Wilson agreed with the decision, but admits it is a huge blow to her personally, since she has secondary progressive MS.
It will definitely affect my chances with an extra year, Wilson told AFP by phone from the Edinburgh home he shares with his partner Judi and their German Shepherd dog Max.
A year is a long time trying to train hard. I feel like my body is receding. (MS) is affecting it.
Truthfully, I think it should have been canceled sooner, he said. It took a while (the official announcement was made on March 24). People in other countries were dying.
Wilson was in Spain for a competition when that country went into lockdown due to COVID-19.
I went out for a walk and a police car passed and stopped, he said.
The police threatened to handcuff me and take me to the station, since I should not have gone for a walk, although I did not know that this was the case.
They followed me back to the hotel to make sure I was there.
Wilson managed to find a seat on a flight back to Scotland and is now following a radically adapted training regimen at home.
I set up a program each day, strength and conditioning from press-ups to sit-ups, lunges, calf raises, said the athlete, who has to take extra care during the coronavirus lockdown due to her condition.

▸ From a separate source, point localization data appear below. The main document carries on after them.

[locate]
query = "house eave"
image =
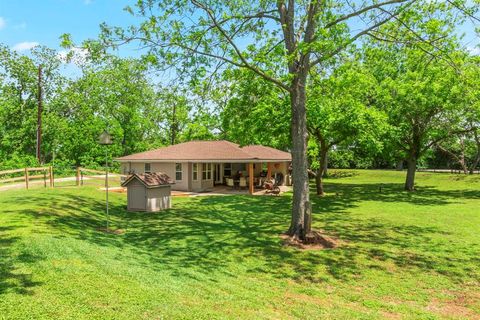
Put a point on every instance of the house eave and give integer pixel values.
(202, 160)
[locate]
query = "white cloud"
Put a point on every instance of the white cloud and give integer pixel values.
(77, 56)
(23, 46)
(20, 26)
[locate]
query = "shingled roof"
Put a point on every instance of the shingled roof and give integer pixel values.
(210, 151)
(150, 180)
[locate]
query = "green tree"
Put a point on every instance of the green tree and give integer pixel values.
(248, 34)
(421, 93)
(341, 112)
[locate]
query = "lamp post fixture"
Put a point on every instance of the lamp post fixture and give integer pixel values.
(106, 139)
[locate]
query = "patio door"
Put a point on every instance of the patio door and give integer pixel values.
(217, 173)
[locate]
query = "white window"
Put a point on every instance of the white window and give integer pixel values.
(195, 171)
(148, 168)
(207, 171)
(178, 171)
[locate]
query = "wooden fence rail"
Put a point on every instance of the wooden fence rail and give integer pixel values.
(47, 173)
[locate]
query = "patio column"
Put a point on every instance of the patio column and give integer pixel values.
(250, 178)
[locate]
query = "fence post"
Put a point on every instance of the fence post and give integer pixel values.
(26, 178)
(50, 175)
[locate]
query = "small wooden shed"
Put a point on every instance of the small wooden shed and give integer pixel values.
(149, 192)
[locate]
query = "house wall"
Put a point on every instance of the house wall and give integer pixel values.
(158, 199)
(166, 167)
(187, 183)
(282, 168)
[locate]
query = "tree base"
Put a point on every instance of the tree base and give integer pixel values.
(314, 240)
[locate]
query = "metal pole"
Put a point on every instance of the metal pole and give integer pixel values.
(106, 179)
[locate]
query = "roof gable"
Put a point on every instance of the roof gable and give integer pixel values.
(210, 150)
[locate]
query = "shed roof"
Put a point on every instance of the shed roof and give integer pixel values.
(209, 150)
(150, 180)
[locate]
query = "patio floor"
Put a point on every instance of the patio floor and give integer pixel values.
(224, 190)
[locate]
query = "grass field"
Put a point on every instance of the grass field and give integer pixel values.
(404, 255)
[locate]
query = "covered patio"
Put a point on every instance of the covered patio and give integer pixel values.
(200, 166)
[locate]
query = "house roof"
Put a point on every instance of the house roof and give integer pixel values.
(210, 151)
(150, 180)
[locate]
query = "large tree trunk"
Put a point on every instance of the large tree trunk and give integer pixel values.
(301, 209)
(476, 161)
(411, 169)
(322, 168)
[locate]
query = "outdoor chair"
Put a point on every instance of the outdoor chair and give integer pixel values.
(243, 183)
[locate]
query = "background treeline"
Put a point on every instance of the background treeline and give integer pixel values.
(385, 105)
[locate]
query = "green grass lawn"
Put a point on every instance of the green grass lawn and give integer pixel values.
(404, 255)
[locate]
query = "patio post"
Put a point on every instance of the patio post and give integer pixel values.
(250, 178)
(269, 170)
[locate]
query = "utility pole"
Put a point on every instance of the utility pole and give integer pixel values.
(39, 115)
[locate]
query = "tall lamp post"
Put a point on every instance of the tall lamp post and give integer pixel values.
(106, 139)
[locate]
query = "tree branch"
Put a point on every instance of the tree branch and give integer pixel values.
(361, 11)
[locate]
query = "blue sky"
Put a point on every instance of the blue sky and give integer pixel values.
(24, 23)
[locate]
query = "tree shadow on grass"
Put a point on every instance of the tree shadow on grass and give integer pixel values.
(11, 279)
(205, 236)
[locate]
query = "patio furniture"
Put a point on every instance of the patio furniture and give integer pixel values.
(271, 187)
(243, 183)
(230, 183)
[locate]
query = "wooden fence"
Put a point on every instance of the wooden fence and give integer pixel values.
(46, 173)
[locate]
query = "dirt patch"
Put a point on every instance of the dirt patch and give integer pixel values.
(315, 240)
(111, 231)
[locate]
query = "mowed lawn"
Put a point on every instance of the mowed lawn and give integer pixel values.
(403, 255)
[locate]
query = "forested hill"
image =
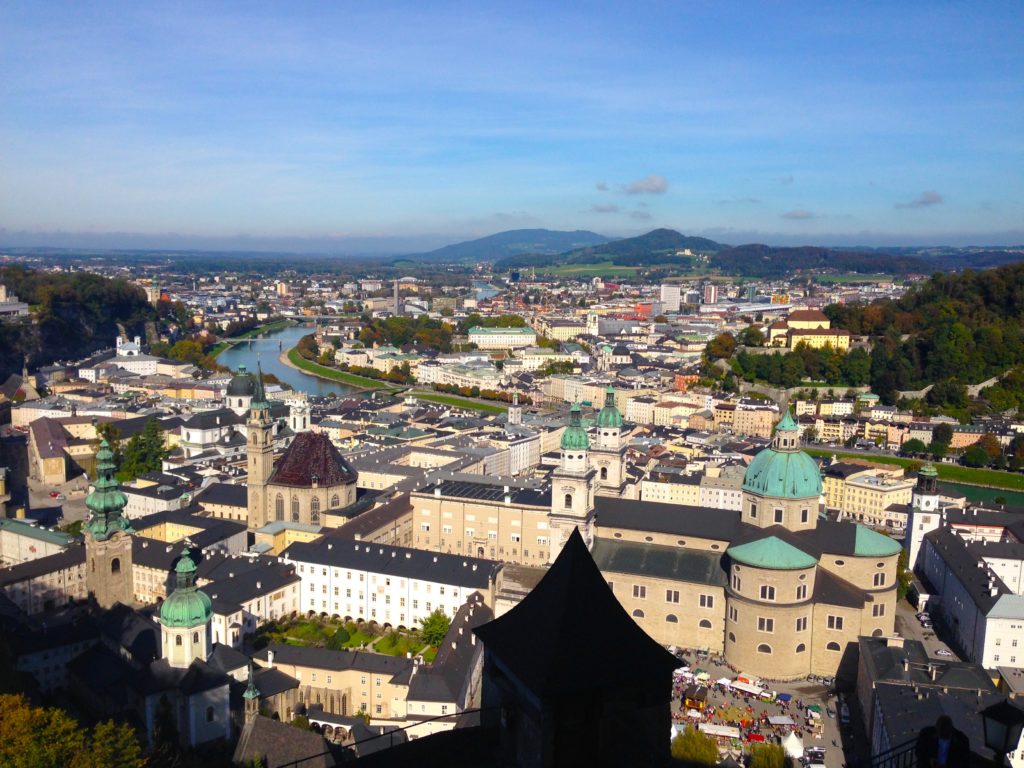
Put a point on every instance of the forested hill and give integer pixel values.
(512, 243)
(73, 314)
(656, 247)
(766, 261)
(963, 328)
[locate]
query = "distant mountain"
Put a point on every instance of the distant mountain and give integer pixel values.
(765, 261)
(656, 247)
(513, 243)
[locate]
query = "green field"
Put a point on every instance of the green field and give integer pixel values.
(220, 346)
(601, 269)
(951, 472)
(329, 373)
(455, 400)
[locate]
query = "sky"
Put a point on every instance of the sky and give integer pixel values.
(360, 127)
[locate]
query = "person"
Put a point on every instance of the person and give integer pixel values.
(941, 745)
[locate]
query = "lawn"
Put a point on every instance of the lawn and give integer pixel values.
(600, 269)
(329, 373)
(950, 472)
(456, 401)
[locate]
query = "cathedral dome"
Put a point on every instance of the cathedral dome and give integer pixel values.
(242, 385)
(609, 417)
(187, 605)
(574, 437)
(783, 471)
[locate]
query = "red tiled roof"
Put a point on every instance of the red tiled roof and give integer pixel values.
(311, 455)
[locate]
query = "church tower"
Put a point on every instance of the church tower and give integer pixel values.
(608, 454)
(571, 486)
(184, 619)
(108, 537)
(260, 454)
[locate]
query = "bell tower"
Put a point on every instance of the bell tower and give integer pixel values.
(260, 453)
(108, 538)
(608, 455)
(571, 486)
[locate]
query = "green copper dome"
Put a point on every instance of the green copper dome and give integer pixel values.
(187, 605)
(107, 502)
(783, 471)
(574, 437)
(609, 416)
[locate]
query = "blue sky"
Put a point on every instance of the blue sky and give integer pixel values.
(374, 124)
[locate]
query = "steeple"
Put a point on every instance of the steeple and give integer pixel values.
(107, 503)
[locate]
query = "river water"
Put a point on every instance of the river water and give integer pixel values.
(265, 350)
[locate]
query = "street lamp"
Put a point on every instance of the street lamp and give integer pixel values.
(1004, 723)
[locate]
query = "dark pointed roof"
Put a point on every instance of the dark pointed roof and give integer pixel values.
(540, 640)
(312, 454)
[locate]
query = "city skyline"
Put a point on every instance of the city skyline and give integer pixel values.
(397, 129)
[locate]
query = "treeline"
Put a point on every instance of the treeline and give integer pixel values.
(74, 314)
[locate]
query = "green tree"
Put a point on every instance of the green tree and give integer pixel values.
(913, 446)
(768, 756)
(694, 747)
(434, 628)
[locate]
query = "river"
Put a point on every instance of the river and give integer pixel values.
(265, 350)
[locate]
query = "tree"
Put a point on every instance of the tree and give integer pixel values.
(694, 747)
(975, 457)
(768, 756)
(434, 628)
(913, 446)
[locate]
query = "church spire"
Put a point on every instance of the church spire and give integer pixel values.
(107, 502)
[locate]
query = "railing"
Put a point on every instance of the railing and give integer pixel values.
(900, 756)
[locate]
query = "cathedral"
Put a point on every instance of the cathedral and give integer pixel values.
(310, 478)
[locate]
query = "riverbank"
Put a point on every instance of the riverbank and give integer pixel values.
(292, 358)
(989, 478)
(223, 344)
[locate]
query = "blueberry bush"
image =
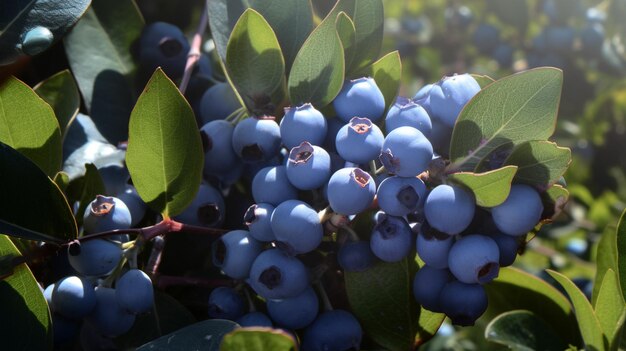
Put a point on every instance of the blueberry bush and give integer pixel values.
(265, 175)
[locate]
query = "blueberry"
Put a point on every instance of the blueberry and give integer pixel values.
(256, 139)
(94, 257)
(399, 196)
(350, 191)
(134, 292)
(408, 113)
(474, 259)
(257, 218)
(303, 123)
(427, 286)
(218, 102)
(444, 200)
(226, 303)
(360, 97)
(450, 95)
(406, 152)
(206, 210)
(234, 253)
(520, 212)
(308, 166)
(463, 303)
(334, 330)
(105, 214)
(294, 312)
(276, 275)
(73, 297)
(359, 141)
(271, 185)
(392, 238)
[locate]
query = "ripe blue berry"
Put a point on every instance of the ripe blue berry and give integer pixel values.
(360, 97)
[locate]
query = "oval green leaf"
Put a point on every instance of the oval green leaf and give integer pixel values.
(254, 61)
(22, 301)
(33, 207)
(522, 330)
(164, 155)
(106, 81)
(61, 93)
(588, 322)
(27, 124)
(490, 188)
(541, 163)
(382, 300)
(206, 335)
(514, 109)
(258, 339)
(318, 70)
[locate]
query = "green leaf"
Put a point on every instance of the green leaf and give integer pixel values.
(540, 162)
(610, 306)
(33, 207)
(164, 155)
(254, 60)
(292, 22)
(18, 18)
(522, 330)
(368, 21)
(61, 93)
(258, 339)
(106, 81)
(206, 335)
(21, 300)
(516, 289)
(318, 70)
(27, 124)
(490, 188)
(514, 109)
(382, 301)
(588, 322)
(387, 72)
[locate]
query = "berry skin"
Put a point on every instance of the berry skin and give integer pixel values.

The kitchen is my gym. I do push-ups of the kitchen surface but wear oven mitts as the surfaces are very sharp.
Wilson said para- badminton It was an expensive sport (competitors need adapted equipment and transportation) and many of its rivals struggle to finance themselves.
She estimates that she has spent £ 50,000 ($ 62,000) since she started competing internationally in 2017.
In addition to some funds from the charity Path To Success, he has had to draw on his army pension and the legacy his late father left him.
She is fortunate to be contemplating appearing in Tokyo after an Afghan trucker attempted to run her over at Camp Bastion, the former British Army air base in Helmand province, in 2008.
The psychiatric nurse, who served with Queen Alexandra The Royal Army Nursing Corps had to leave their store one night.
There were no lights in case we were killed, he said.
I heard this vehicle behind me. I had a dim light on and was driving faster and faster and tried to run me over. I managed to dive off the road.
Wilson woke up after an operation to find a neighboring bed occupied by an injured Taliban fighter.
We looked at each other in shock, he said. I said to myself 'I must not show my emotions'.
The former staff sergeant said her military training served her well when in 2018, on her way to Kampala airport after a tournament, a Ugandan police officer forced her to get off the hotel bus at gunpoint.
He had a taxi driver take them to a secluded spot and demanded $ 1,000, or else a trip to a police station.
My military training started there, he said. It was very calm, I did not scream or scream.
I made an agreement with him, gave him some money and managed, without his knowing it, to take a picture of him.
When I returned home I notified the authorities and he was arrested and jailed. At least he got what he deserved.